The central role of the Centre Registry

Submitted by Thorsten Trippel on 2 August 2013

The CLARIN Centre registry lists all CLARIN centres together with contact persons, address and level of services. But why is the centre registry so essential in a distributed infrastructure such as CLARIN? In this article I will review a couple of reasons why I believe the Centre Registry to be one of the least visible, but one of the most important bits of the CLARIN infrastructure, because it is the foundation of searching for resources, searching in resources, reporting on resources and maintaining resources. I am not the developer of the Centre Registry, but just a user and I am glad to having it, hence this article is biased.

Centre registry in the process of searching for resources

Resources are often distributed at institutions creating the resources, at locations providing archive and depositing facilities. Often resources cannot be made freely available for redistribution by others. The reason for this can be an unclear legal situation at the time of creation or the reuse in different contexts, resources emerged from work in progress, or just because of restricted use. But the information on the existence of the resource and access information can be made available. To make this information available, it is essential that an application knows about the possible locations where resources are available. The centre registry is a point of access, listing the known resource centres, the places where resources can be found. Though the centre registry does not contain the information on the resources itself, it provides the point of access for applications. These applications use the access point to find information on the resources, the metadata for resources stored at a centre. The centre registry hence provides the OAI-PMH access points for each centre. The OAI-PMH server provides access to the metadata to be used by enabled applications.
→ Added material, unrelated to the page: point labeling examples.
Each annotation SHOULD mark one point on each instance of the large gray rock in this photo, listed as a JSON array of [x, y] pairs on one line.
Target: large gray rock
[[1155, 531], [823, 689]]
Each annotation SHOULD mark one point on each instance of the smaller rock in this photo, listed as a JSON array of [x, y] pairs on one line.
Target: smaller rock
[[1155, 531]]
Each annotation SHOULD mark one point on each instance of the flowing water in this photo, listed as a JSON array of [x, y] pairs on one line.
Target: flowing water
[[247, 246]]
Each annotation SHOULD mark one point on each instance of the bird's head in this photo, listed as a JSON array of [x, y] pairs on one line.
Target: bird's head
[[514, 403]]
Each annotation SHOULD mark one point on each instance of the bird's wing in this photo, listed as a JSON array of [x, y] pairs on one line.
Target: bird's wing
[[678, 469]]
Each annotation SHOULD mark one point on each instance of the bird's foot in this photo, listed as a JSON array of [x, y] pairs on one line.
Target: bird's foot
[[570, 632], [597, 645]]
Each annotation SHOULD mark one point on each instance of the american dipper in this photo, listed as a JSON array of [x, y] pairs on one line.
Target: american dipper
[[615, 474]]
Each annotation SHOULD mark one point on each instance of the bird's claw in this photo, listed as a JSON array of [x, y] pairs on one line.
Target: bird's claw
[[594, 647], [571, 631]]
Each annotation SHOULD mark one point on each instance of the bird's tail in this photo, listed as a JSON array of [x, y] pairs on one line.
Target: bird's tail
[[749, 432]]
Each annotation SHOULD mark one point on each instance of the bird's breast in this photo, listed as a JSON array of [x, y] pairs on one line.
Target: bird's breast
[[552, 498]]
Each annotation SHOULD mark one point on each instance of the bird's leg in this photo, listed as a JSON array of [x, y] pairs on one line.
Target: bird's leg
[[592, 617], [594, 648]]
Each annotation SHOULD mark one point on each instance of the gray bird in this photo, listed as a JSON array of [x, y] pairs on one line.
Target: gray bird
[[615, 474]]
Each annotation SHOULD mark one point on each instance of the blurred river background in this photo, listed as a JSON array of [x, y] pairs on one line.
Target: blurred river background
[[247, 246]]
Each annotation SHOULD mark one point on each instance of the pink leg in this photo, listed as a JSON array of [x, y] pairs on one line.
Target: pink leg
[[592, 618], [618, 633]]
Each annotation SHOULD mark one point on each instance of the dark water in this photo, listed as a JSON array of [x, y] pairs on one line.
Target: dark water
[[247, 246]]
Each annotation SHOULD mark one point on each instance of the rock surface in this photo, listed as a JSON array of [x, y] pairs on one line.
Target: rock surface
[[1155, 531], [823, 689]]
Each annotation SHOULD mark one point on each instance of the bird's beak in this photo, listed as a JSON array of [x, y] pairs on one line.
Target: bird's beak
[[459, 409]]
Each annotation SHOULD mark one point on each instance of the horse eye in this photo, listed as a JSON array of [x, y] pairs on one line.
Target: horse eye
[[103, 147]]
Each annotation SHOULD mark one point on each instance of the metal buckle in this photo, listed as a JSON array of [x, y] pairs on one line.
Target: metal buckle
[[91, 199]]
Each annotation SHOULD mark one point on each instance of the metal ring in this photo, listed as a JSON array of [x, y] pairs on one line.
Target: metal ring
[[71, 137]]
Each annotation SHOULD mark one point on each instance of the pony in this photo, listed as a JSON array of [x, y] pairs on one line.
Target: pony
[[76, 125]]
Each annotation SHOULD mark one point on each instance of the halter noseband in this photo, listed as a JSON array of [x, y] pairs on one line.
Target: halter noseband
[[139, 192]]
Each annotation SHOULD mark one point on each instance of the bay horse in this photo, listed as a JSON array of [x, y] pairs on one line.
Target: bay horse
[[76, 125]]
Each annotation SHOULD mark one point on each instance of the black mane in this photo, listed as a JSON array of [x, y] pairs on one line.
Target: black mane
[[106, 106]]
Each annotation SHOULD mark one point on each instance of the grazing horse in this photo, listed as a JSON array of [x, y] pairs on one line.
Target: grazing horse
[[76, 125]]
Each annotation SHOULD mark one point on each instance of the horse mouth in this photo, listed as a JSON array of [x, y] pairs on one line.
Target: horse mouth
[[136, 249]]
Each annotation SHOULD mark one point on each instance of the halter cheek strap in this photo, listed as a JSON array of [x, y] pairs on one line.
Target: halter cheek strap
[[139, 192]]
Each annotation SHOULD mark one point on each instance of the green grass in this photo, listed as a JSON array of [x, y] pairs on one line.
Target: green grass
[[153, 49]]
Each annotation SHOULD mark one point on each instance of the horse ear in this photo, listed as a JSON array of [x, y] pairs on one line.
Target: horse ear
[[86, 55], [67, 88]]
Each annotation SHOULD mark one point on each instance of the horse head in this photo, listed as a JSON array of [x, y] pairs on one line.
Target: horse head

Centre registry in the search in resources

In corpus linguistics and many other areas, the analysis of a resource begins with locating specific constructs or words within a resource. With the concept of federated content search it is possible to at least have a full text search for centres offering this functionality for their resources. But for a federated search it is required to actually know where to find endpoints for the federated content search, which address an application can use at a centre to submit the search.

The centre registry does not only provide a list of centres, but also provides the relevant URLs for the search within resources. This is especially relevant in the case where for licensing reasons a resource cannot be downloaded by a user, but where fragments of resources may be provided nevertheless. The centre registry hence needs to provide the URL to the service that can be accessed remotely. Before this information is provided to the services, it is required to test the functionality of the end point, evaluating the adequate handling of the requests. Additionally the service has to be robust enough to provide meaningful responses if the service is temporarily not available.

Dissemination of the CLARIN infrastructure

Another area where I see the Centre Registry as especially central is in sharing the resources and infrastructure of CLARIN with the community. Everybody who would like to build tools and services using the CLARIN infrastructure can use the information from the Centre Registry to find out where and which services are available and supported by the infrastructure. For dissemination of the infrastructure as such the Centre Registry is always a core component: It tells you something about the size and structure of the infrastructure.

The Centre Registry may not be the most fascinating service to users, but for me it is one, if not the core infrastructural component of CLARIN. This also means that the information provided to the Centre Registry needs to be valid, well formed and well maintained, as all other infrastructural services rely on the information contained in the registry.